On the basis of an elaboration of a case, I try to show what my thinking process looks like while doing research.
The elaboration of this case is therefore more focused on the research stage and not so much on the design stage. It is therefore a UXR elaboration and not a UX Design elaboration of a case.
There are many more methods that can be applied for doing research and the Design Thinking process than the methods I have used in this case.
The methods that are used depend on many factors, but always aim to achieve a good UX in which the user is put in the center of the proces.
The the challenge
People from the target group indicate that they want to exercise more to improve their general condition. They also clearly indicate that for various reasons they cannot always bring themselves to actually exercise.
The (possible) solution
Thinking of Creating an app that makes it possible for a broad age group to start exercising in an accessible way. An app that is easy and simple to use, which encourages people to keep moving.
In this case I mainly took on the role of researcher.
An interview consisted of 12 open questions. Ten people from the age group of 24 to 68 took part. The group of interviewees consisted of 5 men and 5 women. Duration per interview: 10 to 15 minutes.
In addition to the interviews, I also asked the participants to keep a diary for a period of one week. I asked them to write down their feelings every day. It involved both positive and negative feelings, including why they felt that way.
After the research stage, I brought all the data together with digital post-its. These are pasted on a board and divided into categories, in order to get a good overview of the collected data. And thus to gain more affinity with the participants in the research and their input.
In this step I have worked out the results of the conversations and diaries in a map form in which the following topics are approached. What the user says, does, thinks and feels. This helps to get a better feel for and understanding of the people you are designing the app for.
Then the definition of the problem was formulated. It's nice to have this handy as a mnemonic (work definition). It helps to keep the focus (even if you are further along in the whole process, you can fall back on this and get a clear picture of what you are doing).
I have used this way of asking questions to get to the initial idea of solutions for the challenge. I have also written down ideas that are “out of the box”.
Clear presentation of the collected ideas and notation of newly emerged ideas as a result of the inventory.
Thinking that you already have a solution to the problem is an assumption that is easily made. But staying sharp and challenging yourself by asking critical questions yields other solutions, possibly better solutions.

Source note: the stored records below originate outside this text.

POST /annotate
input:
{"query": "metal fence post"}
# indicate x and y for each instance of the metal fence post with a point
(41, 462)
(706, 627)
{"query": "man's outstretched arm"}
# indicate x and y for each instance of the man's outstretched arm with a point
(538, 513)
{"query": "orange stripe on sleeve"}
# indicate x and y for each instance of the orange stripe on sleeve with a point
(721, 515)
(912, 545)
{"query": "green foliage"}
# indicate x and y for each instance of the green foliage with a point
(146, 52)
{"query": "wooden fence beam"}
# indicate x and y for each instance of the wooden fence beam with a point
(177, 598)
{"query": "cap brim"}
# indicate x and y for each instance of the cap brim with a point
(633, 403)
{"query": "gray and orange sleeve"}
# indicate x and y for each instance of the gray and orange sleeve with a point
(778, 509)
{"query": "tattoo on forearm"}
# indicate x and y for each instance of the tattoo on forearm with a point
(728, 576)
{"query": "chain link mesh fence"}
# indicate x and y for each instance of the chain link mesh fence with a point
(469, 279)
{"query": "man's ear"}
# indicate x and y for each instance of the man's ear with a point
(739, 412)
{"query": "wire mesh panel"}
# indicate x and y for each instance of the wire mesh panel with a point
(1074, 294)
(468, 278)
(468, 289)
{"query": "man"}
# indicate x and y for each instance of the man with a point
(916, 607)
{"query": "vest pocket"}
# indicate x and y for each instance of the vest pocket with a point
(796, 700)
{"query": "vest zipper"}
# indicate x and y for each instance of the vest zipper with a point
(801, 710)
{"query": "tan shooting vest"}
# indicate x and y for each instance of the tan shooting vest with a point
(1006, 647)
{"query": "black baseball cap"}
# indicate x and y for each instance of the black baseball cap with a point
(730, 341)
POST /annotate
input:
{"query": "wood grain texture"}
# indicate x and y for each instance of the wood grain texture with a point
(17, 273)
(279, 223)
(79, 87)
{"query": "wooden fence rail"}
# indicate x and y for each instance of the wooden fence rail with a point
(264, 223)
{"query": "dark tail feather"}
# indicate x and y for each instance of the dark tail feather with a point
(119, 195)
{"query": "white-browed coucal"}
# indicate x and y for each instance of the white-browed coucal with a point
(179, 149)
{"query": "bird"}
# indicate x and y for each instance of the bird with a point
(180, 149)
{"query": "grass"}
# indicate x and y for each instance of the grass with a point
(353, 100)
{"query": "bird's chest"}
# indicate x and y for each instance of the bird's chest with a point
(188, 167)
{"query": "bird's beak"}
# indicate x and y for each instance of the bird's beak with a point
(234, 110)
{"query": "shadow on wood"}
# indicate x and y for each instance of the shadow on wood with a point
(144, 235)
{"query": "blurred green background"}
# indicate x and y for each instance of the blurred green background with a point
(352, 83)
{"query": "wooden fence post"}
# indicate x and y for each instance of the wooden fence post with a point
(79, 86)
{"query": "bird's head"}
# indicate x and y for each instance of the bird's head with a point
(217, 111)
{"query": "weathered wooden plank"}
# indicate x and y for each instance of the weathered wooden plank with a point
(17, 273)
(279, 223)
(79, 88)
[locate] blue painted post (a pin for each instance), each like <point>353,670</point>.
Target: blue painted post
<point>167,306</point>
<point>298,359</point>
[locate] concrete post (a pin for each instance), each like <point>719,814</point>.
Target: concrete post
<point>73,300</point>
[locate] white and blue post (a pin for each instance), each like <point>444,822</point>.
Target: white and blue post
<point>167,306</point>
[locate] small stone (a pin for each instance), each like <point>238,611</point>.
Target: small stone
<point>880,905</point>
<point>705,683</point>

Before you actually start sketching your first designs, you need to look carefully from different points of view at the problem that has to be solved. For this I applied the Six Thinking Hats method. It provides a critical look at all data and ideas and possibilities, you will sort out ideas even more. An educational moment!
To create a more human feel and image of the data collected so far, characters are created based on this data. These are supported by a so-called madlib: a short story in which the characteristics of the characters are written and what their motivation is.
To empower the characters and to empathize with their ways of thinking, I have put them in a storyboard. This is a story in the format of a comic that shows their future experiences with the app.
The time has finally come, now the first ideas of design can be put on paper. Making sketches is a great way to do this quickly and if it doesn't work, a new sketch is created in no time!
In order to be able to shape initial ideas into something that goes towards the final app, I made paper prototypes. These are relatively quick to make, easy to adjust and also easy to use for testing (in this case, the same group of people with whom the interviews were conducted).
After testing the paper prototypes, you may find that not everything meets the initial expectations. You then go back a step. You will apply a number of other possibilities in a 'new' modified paper prototype and then test it again.
It is also possible that the expectations are achieved immediately with a first paper prototype. Then the next step can be taken: making an interactive prototype that will then be tested again. If the tests with the interactive prototype have a positive outcome, the design will be handed over to the developers who will turn it into a fully working app. This will of course also take time and the digital app will be in a test phase
Again for clarification, this case elaboration is an elaboration based on a UX Research role and not a UX Design role for that, no designs can be seen here, but only the way of thinking / the step-by-step plan in this case is emphasized.
A Design Thinking process is never over and the steps in the entire process are generally repeated several times in order to achieve a good result.